Tal vez usted, amable lector, sonría al leer estas líneas, y se considere libre de opinar lo que quiera sobre cualquier tema en todo momento, pero no podrá negar que, dependiendo de en qué contexto se mueva, en ocasiones tendrá que simular una postura “política” para no “ofender”, o incluso deberá fingir admiración si un amigo le muestra orgulloso sus modernísimas adquisiciones artísticas. Se añadirá así impostura a la ignorancia bajo el elogio de una “gran inversión”, pero no podrá desmentirse que la adopción de un papel “correcto” es real y, en algunos casos, habitual. Y que esta hipocresía, imprescindible, no obstante, para la vida en sociedad, viene determinada por una coerción previa insoslayable que convenimos en llamar “tabú”.

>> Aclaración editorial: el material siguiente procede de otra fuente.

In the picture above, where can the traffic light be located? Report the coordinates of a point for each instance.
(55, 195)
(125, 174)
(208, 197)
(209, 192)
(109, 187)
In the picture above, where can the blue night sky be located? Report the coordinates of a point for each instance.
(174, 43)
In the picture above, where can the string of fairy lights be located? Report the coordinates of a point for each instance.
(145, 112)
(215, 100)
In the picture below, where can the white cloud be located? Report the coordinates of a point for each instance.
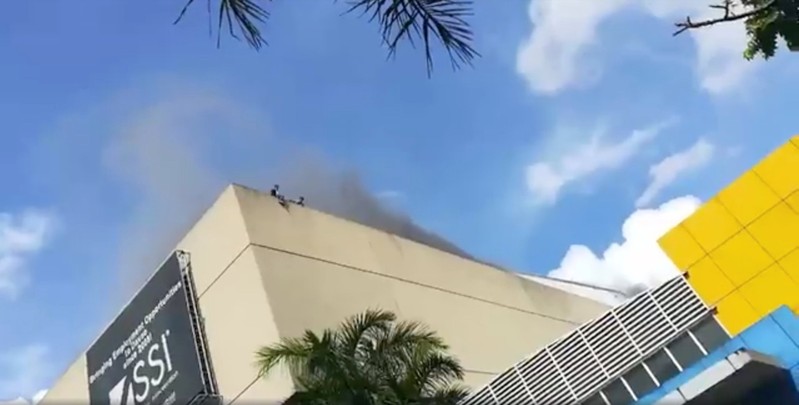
(23, 371)
(21, 236)
(38, 397)
(665, 172)
(635, 263)
(547, 178)
(554, 56)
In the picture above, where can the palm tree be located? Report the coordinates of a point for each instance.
(370, 359)
(409, 20)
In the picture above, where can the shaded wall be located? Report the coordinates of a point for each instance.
(263, 272)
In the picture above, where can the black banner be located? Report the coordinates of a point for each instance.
(148, 356)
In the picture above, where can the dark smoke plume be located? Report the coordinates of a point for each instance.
(342, 193)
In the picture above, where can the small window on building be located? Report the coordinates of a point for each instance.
(710, 334)
(595, 399)
(617, 393)
(685, 351)
(662, 367)
(640, 381)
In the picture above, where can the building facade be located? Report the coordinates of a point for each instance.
(722, 331)
(262, 272)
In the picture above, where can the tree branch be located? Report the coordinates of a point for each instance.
(728, 16)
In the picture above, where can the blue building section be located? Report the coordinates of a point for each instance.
(776, 335)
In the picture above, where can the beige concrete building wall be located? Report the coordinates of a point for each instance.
(265, 272)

Resulta evidente que el terror o pánico al “qué dirán”, a la presión del entorno; ese mirar a los lados por si alguien te observa manifestando algo inadecuado, es lo contrario a la libertad. Y que la inseguridad ha ocupado el lugar de la prudencia. Pero es que la costumbre ha conducido a una autocensura que se transmite de generación en generación. Así, todos los europeos hemos recibido en la escuela la misma consigna, conforme a la cual debemos “respetar” o “apreciar” el “arte” aunque no lo entendamos o nos desagrade. No podemos considerar como una “tomadura de pelo” lo que sin duda lo es y debemos reprimir el comentario mordaz so pena de sufrir reprobación por nuestra falta de “sensibilidad”. Desde niños se nos induce u obliga a interpretar las patochadas artísticas de moda de acuerdo a una serie de tópicos buenistas por completo irracionales. De modo que el arte moderno –y más concretamente el arte abstracto–, como una suerte de credo, no sólo establece la primacía de la fe frente a la razón, sino que exige silencio al escéptico e, incluso, entre la clase “educada”, impide el ascenso social al incrédulo.

Si la corrección política nació y se extendió tras la Segunda Guerra Mundial desde el ámbito universitario anglosajón, su primera manifestación fue la imposición de un “trágala” gigantesco en el ámbito artístico, bajo el argumento falaz de que como la pintura grotesca y abstracta había sido despreciada y rechazada por los nazis, debía ser admitida, valorada y respetada. Tan endeble razonamiento sirvió, sin embargo, para dos propósitos: Primero, desplazar el centro de las artes de París a Nueva York, apropiándose los vencedores de un lucrativo mercado regido por la especulación. Segundo, establecer a gran escala un pensamiento “correcto” en un terreno aparentemente inocuo, en aras de una mayor tolerancia.

A menudo se ignora este hecho o se le resta importancia, pero lo cierto es que la implantación del miedo –hoy imperante– a pensar por uno mismo frente a una presunta “Razón” políticamente correcta impuesta por “la mayoría” nació ahí. Y no sólo tuvo un enorme impacto en la percepción del arte, sino que ha condicionado nuestra percepción de la realidad en muchos otros aspectos. Siempre bajo el mismo mecanismo amedrentador, previa manipulación del lenguaje, introduciendo constantemente nuevas restricciones al pensamiento libre y amenazando la supervivencia civil del disidente.